Ils avaient normalement reçu une formation de deux ans au moins, suivie de deux années supplémentaires en régiment, au sein d’une armée reconnue pour son haut niveau technique. Si ses deux principaux avions de combat (le chasseur biplan Avia B-534 et le bombardier/avion d’observation monomoteur Letov Š-328) possédaient des performances médiocres (en vitesse surtout) par rapport aux appareils français ou allemands, ils étaient très fiables et procuraient une bonne initiation au vol sur avion militaire.

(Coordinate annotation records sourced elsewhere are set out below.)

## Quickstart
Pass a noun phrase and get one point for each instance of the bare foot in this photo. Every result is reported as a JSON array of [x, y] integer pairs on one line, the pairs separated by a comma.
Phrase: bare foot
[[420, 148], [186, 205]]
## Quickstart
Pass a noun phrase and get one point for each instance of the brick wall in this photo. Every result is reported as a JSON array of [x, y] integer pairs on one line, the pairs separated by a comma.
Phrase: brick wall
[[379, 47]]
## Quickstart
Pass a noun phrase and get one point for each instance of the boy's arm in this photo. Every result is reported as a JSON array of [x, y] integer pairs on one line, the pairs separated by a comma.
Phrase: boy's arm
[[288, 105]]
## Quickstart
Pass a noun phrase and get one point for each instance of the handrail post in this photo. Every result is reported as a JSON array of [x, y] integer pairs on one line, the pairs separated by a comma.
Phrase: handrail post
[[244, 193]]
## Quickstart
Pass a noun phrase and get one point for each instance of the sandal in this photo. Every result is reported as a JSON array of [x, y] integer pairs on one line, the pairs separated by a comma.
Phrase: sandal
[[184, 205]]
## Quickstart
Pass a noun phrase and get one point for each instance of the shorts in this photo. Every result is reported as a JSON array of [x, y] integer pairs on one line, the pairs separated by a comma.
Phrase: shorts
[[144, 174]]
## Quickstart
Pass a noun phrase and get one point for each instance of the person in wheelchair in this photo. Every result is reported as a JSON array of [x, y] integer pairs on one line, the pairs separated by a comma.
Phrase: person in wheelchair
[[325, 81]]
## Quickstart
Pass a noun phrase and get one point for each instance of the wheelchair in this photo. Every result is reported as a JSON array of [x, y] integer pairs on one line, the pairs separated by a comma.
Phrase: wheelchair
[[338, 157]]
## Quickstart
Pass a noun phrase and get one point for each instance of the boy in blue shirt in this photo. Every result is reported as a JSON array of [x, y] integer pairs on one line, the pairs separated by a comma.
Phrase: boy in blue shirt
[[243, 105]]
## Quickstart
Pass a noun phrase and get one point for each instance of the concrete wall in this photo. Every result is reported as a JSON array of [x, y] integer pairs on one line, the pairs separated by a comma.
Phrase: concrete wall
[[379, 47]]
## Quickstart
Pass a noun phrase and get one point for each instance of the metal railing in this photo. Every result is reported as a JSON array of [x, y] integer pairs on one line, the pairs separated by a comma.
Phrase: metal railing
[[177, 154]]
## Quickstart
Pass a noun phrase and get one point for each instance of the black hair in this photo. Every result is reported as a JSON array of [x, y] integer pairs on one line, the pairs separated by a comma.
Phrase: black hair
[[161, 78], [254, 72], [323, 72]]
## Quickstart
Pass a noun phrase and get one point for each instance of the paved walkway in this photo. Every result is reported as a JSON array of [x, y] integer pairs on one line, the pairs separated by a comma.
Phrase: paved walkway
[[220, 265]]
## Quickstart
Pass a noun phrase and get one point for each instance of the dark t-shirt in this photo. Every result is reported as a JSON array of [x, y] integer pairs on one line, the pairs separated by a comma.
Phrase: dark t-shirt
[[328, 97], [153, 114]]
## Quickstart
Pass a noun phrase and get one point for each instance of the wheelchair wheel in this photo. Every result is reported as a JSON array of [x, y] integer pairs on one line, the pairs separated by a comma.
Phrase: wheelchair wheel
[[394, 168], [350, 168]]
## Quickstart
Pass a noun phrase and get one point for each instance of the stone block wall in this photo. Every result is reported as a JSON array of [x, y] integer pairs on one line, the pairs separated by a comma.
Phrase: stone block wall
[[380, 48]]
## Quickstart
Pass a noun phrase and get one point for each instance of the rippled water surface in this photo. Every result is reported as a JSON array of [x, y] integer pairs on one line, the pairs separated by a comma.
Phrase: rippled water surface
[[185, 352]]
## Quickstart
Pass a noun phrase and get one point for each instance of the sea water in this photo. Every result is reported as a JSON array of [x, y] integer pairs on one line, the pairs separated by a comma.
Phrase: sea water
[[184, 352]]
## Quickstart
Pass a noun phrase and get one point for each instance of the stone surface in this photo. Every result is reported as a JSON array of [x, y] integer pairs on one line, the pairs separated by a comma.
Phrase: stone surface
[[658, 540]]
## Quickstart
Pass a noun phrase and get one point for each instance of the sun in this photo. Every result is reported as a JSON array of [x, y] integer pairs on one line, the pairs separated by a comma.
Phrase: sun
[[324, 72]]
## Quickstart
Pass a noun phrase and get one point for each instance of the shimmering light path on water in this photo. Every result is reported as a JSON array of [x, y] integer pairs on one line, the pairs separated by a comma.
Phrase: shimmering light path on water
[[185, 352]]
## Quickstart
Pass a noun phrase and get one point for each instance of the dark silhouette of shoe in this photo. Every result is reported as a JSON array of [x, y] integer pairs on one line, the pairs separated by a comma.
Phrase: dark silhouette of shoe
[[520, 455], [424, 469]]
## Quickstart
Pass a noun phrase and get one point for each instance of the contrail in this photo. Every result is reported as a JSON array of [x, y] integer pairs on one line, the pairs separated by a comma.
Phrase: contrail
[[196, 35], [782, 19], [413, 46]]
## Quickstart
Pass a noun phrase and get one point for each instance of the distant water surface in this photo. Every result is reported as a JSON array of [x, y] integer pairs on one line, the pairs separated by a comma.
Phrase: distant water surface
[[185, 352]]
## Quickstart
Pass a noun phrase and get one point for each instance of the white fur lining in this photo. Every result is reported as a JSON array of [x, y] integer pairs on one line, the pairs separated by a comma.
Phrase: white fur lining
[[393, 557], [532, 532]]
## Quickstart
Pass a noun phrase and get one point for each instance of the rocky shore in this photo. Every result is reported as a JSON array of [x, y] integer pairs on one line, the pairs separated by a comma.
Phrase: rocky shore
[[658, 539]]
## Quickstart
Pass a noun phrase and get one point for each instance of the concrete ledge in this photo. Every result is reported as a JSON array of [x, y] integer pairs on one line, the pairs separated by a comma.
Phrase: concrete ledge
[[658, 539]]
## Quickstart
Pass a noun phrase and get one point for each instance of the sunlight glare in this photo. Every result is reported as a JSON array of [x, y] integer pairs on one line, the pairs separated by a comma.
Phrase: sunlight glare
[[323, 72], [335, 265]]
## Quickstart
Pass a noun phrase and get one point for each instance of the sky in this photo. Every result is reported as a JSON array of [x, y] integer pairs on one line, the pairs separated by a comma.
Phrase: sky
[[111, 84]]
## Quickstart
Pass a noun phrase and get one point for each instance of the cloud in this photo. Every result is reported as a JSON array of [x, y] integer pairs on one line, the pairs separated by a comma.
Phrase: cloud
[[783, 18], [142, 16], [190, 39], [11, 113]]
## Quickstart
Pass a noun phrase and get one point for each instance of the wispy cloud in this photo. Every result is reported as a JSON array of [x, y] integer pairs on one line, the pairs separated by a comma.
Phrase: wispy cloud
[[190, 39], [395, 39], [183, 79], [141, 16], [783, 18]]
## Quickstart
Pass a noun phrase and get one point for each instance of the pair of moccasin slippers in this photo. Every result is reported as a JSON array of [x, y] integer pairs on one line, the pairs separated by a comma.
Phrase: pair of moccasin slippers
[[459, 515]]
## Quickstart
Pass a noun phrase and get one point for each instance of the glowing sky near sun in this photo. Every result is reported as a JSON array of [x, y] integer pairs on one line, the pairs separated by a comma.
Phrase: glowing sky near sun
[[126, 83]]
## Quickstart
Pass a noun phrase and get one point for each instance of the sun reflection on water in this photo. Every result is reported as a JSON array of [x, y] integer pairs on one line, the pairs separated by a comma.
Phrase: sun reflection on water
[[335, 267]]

Si l’on examine de plus près la carrière des aviateurs exilés, on constate que certains possédaient une très longue expérience de naviguant, comme le capitaine breveté Evžen Čížek (3 223 vols et 1 262 heures de vol) ou le sergent Ladislav Malovec, un pilote civil (7 500 heures de vol, dont 3 000 de nuit). La plupart avaient effectué entre 200 et 300 heures de vol, ce qui était déjà très convenable.
Par ailleurs, la France avait été l’alliée privilégiée de la Tchécoslovaquie entre les deux guerres. Parmi ses aviateurs les plus expérimentés, beaucoup parlaient français et avaient effectué des stages en France dans les années 1920 ou 1930 : le général Vicherek avait ainsi été formé à l’École supérieure d’aéronautique. De plus, certains exilés étaient familiers du matériel d’origine française (l’aviation tchécoslovaque possédait notamment des MB-200). En revanche, les plus jeunes ne parlaient pas tous français, un problème certain pour la réussite de l’entraînement.